A senior Iraqi official has said that the Popular Mobilization Force (PMF) will take part in the “liberation” of western Mosul. “The popular mobilization forces in Nineveh Province will participate in the liberation operation of Tal Afar,” Iraqi National Security Advisor Falih al-Fayyad said in an interview with Iranian state-run Al-Alam News Network published on January 23. Al-Fayyad, who is also PMF’s chairman, added: “Al Hashd al Shaabi [PMF] forces have liberated more than 150 villages and also the airbase of Tal Afar. They have now brought the city of Tal Afar under a siege,” he added. Earlier this month, Fars News Agency, an outlet affiliated with the Islamic Revolution Guards Corps (IRGC), reported that the PMF forces were preparing for the “sixth phase of operations to liberate the west of Nineveh Province.”
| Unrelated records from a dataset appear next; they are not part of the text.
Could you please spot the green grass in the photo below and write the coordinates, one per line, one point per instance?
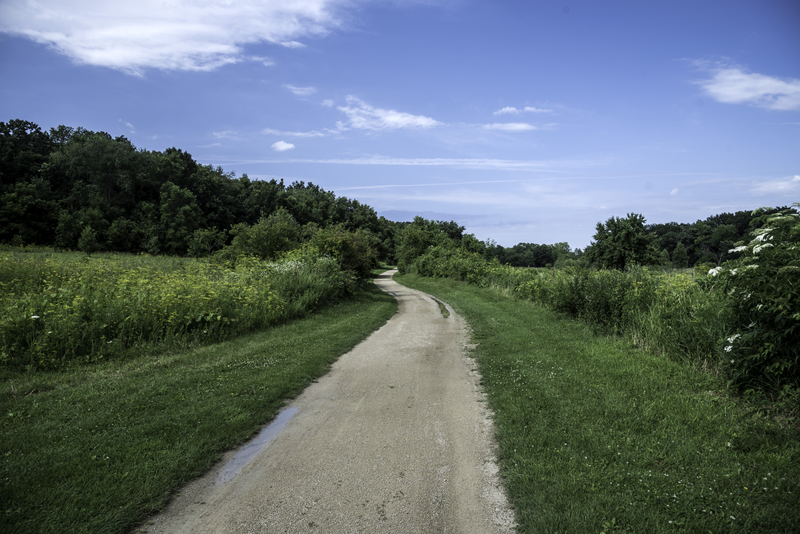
(99, 448)
(595, 436)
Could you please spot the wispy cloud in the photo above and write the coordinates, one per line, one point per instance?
(734, 85)
(463, 163)
(530, 109)
(301, 91)
(266, 61)
(362, 116)
(292, 44)
(509, 110)
(282, 146)
(784, 185)
(135, 36)
(313, 133)
(510, 126)
(228, 134)
(437, 184)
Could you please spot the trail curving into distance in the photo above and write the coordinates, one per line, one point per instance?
(395, 438)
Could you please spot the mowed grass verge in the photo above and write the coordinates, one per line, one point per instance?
(595, 436)
(100, 448)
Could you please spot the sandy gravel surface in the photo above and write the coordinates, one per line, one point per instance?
(396, 438)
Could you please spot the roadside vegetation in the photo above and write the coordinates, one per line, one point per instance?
(596, 435)
(99, 448)
(125, 372)
(740, 320)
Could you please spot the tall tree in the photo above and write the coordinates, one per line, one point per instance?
(621, 243)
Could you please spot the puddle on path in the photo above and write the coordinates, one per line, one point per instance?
(255, 445)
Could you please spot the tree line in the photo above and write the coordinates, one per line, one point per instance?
(74, 188)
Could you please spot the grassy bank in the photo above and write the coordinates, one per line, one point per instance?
(58, 309)
(596, 436)
(99, 448)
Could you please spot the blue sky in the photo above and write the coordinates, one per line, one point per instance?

The PMF’s increasing role in western Mosul, particularly in Tal Afar, a city about 40 miles west of Mosul now mostly inhabited by Sunnis, has been a matter of grave concern for Iraqi Sunnis and regional Sunni leaders, who have repeatedly expressed the worry that Iran-backed sectarian groups may engage in revenge killings against Tal Afar’s Sunni inhabitants once the Islamic State is ousted. Turkey, in particular, has warned that it would not remain silent to the PMF’s advances into Tal Afar.

The PMF consists of militia forces largely from Shiite but also other Iraqi ethnic and religious groups. While some PMF units are Iraqi nationalists and follow Iraq’s top cleric Grand Ayatollah Ali Sistani, many prominent groups within PMF have close ties with Qassem Suleimani, the head of the IRGC’s elite Quds Force. What makes Sunnis particularly worried is that, despite PMF’s diversity, it is the Iran-backed militia units within the PMF that are playing the most prominent role in western Mosul. Last month, Jawad al-Talibawi, a spokesman for the armed wing of Asaib Ahl al-Haq, said forces from Kata'ib Hezbollah, Asaib Ahl al-Haq, the Badr Organization, and Kata'ib Sayyid al-Shuhada were tasked to lead the military operations to “liberate” Tal Afar. All these groups are closely linked with Iran’s Quds Force.

Last November, Iraq’s parliament approved a law legalizing the PMF as separate military corps – a decision some Sunni Iraqi politicians and lawmakers derided as a Shiite “dictatorship.”